もちろん、値上げ要請があったからといって直ちに応じる必要はないが、借り手のほうは気分が落ち着かない。とくに、家賃はこれまで長い間、横ばいか微落傾向にあったため値上げ要請はショックでもある。
賃貸住宅入居者が今後安心して居住するためには家賃を固定化する契約にすればいい。あたかも住宅ローンで変動ではなく固定金利を選ぶ心境だ。
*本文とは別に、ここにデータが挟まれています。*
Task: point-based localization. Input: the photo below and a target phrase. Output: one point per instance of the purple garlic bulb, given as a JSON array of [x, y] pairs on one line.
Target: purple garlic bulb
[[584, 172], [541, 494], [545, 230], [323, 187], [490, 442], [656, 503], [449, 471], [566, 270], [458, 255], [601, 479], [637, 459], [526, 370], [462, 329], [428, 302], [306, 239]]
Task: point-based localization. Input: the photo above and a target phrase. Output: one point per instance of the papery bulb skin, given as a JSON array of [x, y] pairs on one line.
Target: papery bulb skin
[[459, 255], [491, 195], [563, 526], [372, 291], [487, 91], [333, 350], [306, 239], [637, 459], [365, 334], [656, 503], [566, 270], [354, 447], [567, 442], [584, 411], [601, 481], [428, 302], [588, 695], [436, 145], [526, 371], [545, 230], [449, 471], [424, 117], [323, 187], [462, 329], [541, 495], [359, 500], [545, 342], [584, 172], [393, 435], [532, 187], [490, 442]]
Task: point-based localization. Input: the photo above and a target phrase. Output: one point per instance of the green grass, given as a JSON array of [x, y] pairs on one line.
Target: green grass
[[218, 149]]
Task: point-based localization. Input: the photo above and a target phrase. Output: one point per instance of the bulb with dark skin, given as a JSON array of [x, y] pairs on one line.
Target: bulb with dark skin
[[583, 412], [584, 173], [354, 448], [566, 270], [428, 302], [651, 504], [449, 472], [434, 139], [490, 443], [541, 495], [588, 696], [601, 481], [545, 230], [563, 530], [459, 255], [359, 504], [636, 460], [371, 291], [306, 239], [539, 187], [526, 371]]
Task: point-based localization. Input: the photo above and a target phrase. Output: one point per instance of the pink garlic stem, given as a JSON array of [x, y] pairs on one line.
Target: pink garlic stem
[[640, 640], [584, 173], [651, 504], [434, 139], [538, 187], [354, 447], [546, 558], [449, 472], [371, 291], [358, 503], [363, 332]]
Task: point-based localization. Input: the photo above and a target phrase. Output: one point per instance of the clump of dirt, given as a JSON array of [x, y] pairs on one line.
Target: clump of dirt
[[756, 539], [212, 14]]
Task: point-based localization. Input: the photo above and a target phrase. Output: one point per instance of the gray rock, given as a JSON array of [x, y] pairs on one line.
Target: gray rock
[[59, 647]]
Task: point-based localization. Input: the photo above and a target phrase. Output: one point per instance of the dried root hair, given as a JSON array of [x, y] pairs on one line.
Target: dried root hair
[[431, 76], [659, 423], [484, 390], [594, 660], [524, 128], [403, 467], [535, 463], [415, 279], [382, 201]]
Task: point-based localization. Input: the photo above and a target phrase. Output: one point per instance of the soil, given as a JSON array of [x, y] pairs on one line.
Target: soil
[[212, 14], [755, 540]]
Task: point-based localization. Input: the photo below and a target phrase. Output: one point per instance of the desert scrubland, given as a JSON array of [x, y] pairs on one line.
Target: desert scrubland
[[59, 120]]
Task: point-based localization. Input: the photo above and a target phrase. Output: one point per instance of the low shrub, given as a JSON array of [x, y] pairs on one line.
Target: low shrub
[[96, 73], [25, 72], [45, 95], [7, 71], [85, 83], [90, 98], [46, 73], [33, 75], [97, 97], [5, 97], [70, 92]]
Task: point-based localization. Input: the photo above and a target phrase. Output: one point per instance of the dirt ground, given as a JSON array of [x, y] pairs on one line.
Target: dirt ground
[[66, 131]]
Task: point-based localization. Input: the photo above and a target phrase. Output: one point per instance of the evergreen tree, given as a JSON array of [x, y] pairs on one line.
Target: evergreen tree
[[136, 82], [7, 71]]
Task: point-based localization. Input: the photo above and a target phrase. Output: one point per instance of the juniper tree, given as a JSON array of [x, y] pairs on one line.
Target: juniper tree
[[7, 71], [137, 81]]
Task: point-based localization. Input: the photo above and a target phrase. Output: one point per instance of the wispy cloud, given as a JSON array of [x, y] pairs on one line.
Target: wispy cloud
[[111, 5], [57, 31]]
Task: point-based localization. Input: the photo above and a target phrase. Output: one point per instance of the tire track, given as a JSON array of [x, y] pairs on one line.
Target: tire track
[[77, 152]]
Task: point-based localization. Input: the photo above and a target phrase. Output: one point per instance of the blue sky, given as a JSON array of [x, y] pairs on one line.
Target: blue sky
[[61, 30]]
それが可能なのが定期借家である。定期借家は貸主と賃借人が対等で自由に契約を結べるようにするために創設されているので、契約期間はもちろん、期間中の家賃を特約で固定させることができる。普通借家では賃料固定化の特約をしても、それは賃借人の減額請求権を奪うことになるため無効となる。
賃料を固定して仮に期間5年の定期借家契約を結ぶと、普通借家ならその間2回払うことになる〝更新料〟の負担もなくなる。
一方、賃料の固定化は貸主にとっても一定期間の賃料収益を確定させることができるというメリットがある。たとえ人気エリアの物件であっても建物が年月を経るにつれ家賃下落のリスクがあるからだ。
依然低い普及率
それにしても定期借家権の普及率は依然として低い。アットホームの23年度調査によれば首都圏の賃貸物件に占める割合は約5%以下である。ただ、詳細に見ると東京23区の70m2超(大型ファミリー向け)マンションにおける定期借家割合は30.7%と突出し、神奈川県も21.1%と高い。しかし50~70m2(ファミリー向け)になると23区でも10.2%、神奈川で4.4%と低下する。要するに富裕層が住む広めの物件では定期借家の割合が比較的高い。
ということは、良質な賃貸住宅を供給するという定期借家の目的は高い家賃を払うことができる富裕層市場には貢献できているという穿った見方をすることもできる。
ただ、定期借家はむしろ一般庶民層のための制度と考えたい。「良質な賃貸にほどほどの家賃で安心して暮らしたい」――賃貸住宅の使命は本来そういうものだろう。
更に言えば、家賃並みと言われるローンだが、それを30年以上払い続けても返済完了後に自分の資産とすることを望むのか、それともローン並みの家賃を払ってもライフスタイルに応じた、しかも分譲マンションに引けを取らないような賃貸に暮らすのか、その選択がもっと自由におおらかにできる社会が理想ではないか。
70m2以上のファミリータイプともなれば物件数が極端に少ない現状の賃貸市場ではそれが難しい。本格的成熟社会に向かう日本社会にとって分譲も賃貸も共に大事な社会インフラとなる。
両市場がそれぞれの社会的役割を踏まえ、価格や家賃設定の前に、住まいの本質とはなにかを求めて競い合うようになれば、どちらの市場にも活気が生まれ、良質な住まいがあふれ、人々の豊かな暮らしを支えることができる。